Mr Somers treated the shareholders to a breezy appraisal of his resumé.

He concluded by noting that at the time of his departure from the National Treasury Management Agency in late 2009 it “was left standing while all the [financial] institutions around it fell down”.

The meeting was frequently interrupted by Billy McGuire of the Irish Republican Brotherhood, who questioned where AIB had received its licence and why it was “fraudulently” using the “sovereign seal of Éire”. Mr Hodgkinson assured the meeting that AIB was properly licensed and that he had legal advice that contradicted Mr McGuire’s claims.

Dermot Carroll asked how many of the 30 former AIB executives had agreed to the bank’s request that they hand back some of their pension.

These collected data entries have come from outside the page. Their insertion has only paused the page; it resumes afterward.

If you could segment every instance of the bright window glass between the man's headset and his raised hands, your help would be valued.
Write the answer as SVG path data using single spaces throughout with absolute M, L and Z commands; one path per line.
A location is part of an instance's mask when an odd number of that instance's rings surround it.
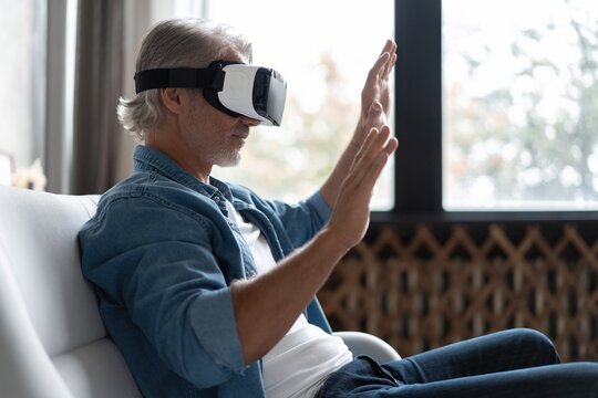
M 254 128 L 240 165 L 214 175 L 265 197 L 303 199 L 323 182 L 353 133 L 367 73 L 393 36 L 393 1 L 209 4 L 208 18 L 231 24 L 254 43 L 254 64 L 276 69 L 288 84 L 282 126 Z M 393 206 L 392 169 L 385 168 L 372 209 Z

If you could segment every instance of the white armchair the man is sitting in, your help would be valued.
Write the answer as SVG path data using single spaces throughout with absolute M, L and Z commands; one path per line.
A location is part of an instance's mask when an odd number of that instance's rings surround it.
M 140 397 L 80 270 L 78 232 L 97 196 L 0 186 L 0 386 L 6 397 Z M 342 332 L 353 354 L 400 356 Z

Mr Hodgkinson said the details were “confidential” and wouldn’t budge from this answer in spite of being pressed repeatedly.


Independent News & Media
Another shareholder wanted the details of AIB's involvement in the financial restructuring of Independent News & Media, where a syndicate of banks is wiping €138 million from its loans. Why not let it go bust or make "non-resident billionaires" put money into it, he asked. This was a reference to Denis O'Brien, INM's biggest shareholder.

Mr Hodgkinson said the restructuring was in the “collective best interests of all parties but particularly the banks”.

The same shareholder later asked what would happen if the whole board was removed, as there would be no continuity of management.


Continuity AIB
"I agree. We would have a genuine continuity issue," Mr Hodgkinson said. One wag chimed in with "we could call it the Continuity AIB".

Thankfully, they were well out of earshot of our friend from the IRB.